For my third dataset, it is multi-factor design. There are 2 factors in my experiment, genotype and condition, with 2 levels for each of them. I fit a model with interaction. Here are the codes that I used to read data in:
GT_Con_colData <- data.frame(row.names = colnames(GT_Con_countData), GT = c(rep('WT', 11), rep('NEO', 11)), Con = c(rep('MS', 5), rep('NMS', 6), rep('MS', 6), rep('NMS', 5)))

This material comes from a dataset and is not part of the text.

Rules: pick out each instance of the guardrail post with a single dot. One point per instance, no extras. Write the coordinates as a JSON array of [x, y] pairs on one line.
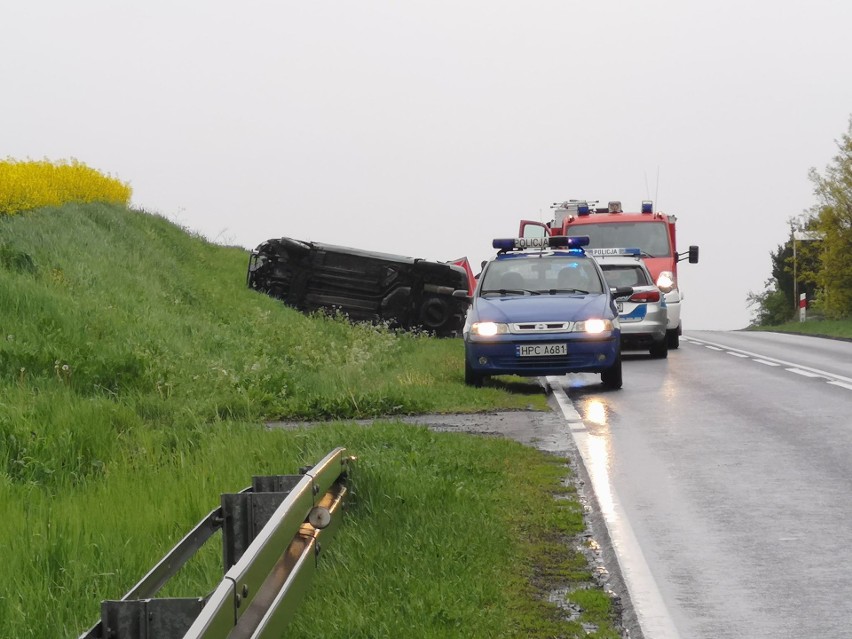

GT_Con_dds <- DESeqDataSetFromMatrix(countData = GT_Con_countData , colData = GT_Con_colData, design = formula(~ GT+Con+GT:Con) )
Then, I did test by
GT_Con_dds <- DESeq(GT_Con_dds)
GT_Con_dds_res <- results(GT_Con_dds)
The result shows that there is nothing significant. How to explain the results and what is the next step based on this non-significant results. Is it showing there is no interaction effect for my data? Actually, for this test, my full model is GT+Con+GT:Con (H1), and my reduced model is GT+Con (H0). Since we fail to reject our H0, we can conclude that the interaction effect is not significant for this dataset. Is my understanding correct? If yes, then the null model is enough to fit my data. Could I just drop/remove the interaction from my model, then the full model is GT+Con? Does is it matter the order of GT and Con because I see from vignette the variable of interest should be put at the end of the formula? In this case, what is the reduced model? Also, could you illuminate what is the code should I use if I am interested in all of contrasts based on this non-signifciant interaction effect?
I hope I make it clear for my questions in this big email (actually, I did some research online and in DESeq2 community. It really helps but I am still confused about my questions). Thank you so much!